A comment on his willpower which is good in places and not in others. Coffee for him's not just caffeine addiction. It's something he'd gotten used to sharing with the other man, a weekly check-in sponsored by caffeine.
"'member I said I got ya somethin'?"
Tugging a book from the confines of his inside jacket pocket, his fingers skirt the edges fondly before he's holding it out to the other man. The book itself doesn't exactly look like it's the newest, pages dog-eared and front cover faded.
"Reminds me of a story I read when I was a kid. Not gonna spoil it for ya, but if you read it let me know what you think." In broad strokes, it seems to be a similar story to Lord of the Rings, from this world. Nomad's a nerd, it turns out, but any story about friends journeying to fight evil and underdogs always captures his imagination.
no subject
Date: 2021-05-13 03:30 am (UTC)"You're talkin' to the wrong choom if y'think I'll do shit outside'f encourage your vices."
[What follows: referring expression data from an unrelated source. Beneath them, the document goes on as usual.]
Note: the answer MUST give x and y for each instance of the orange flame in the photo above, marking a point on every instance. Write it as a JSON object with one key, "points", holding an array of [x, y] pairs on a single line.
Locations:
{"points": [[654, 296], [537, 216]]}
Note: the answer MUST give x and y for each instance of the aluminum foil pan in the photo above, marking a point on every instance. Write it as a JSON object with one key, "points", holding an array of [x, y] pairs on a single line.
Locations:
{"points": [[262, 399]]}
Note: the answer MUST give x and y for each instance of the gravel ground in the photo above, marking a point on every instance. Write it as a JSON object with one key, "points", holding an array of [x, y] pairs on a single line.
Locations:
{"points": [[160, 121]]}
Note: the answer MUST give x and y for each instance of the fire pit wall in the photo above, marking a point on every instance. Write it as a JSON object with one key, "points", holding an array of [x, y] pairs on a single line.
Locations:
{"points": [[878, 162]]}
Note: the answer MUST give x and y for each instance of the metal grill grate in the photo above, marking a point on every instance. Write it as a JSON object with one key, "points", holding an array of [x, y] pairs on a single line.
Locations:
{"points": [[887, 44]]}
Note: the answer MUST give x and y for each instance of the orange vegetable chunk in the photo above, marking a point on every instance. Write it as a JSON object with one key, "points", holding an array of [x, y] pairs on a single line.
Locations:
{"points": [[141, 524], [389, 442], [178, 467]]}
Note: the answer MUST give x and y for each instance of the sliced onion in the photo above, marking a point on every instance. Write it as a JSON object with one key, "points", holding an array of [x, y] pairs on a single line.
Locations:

Which was more or less true. Streetkid was a a man made of vices and all he ever did (and all he ever wanted to do) was feed them. He encouraged the vices of others to avoid ever having to better himself and stop his own bad habits, and it had generally been the case that nobody bothered to stick around long enough to call him out on his worst habits. That V was willing to push back a little during streetkid's irrational anger meant a lot: it garnered respect from streetkid, and also would likely cause trouble between them in the future. But streetkid would, as his choom suggsted, face it with an open mind.
"I - yes, I remember. Really shouldn't have."
He took the book from the other man regardless, fingers brushing against V's for just a moment as he took the book from him. He folded into himself as he skimmed the back of the book, opened it and flipped through it, examined it and felt the weight of the gift. There was a softness on the streetkid's face that was a rarity, a heaviness to his movements that suggested that it was very likely this was the first gift he'd ever received, or damn fucking near enough to it.
"Don't really know what to say... I, um." He looked back up to V. "Thank you. I'll read it 'n let you know what I think."
no subject
Date: 2021-05-18 02:05 pm (UTC)"Wanted to. Maybe don't thank me 'til you read it through."
He's hoping the man enjoys the book as much as he did, but it doesn't matter if he doesn't. People got different tastes, and either way V's not going to take it personal if the book's not quite hitting the mark.
Settling back into his seat, he crosses his legs at the ankle and enjoys their surroundings. Eventually they'll part ways, but for now he's content to just talk. To make amends in whatever way he can.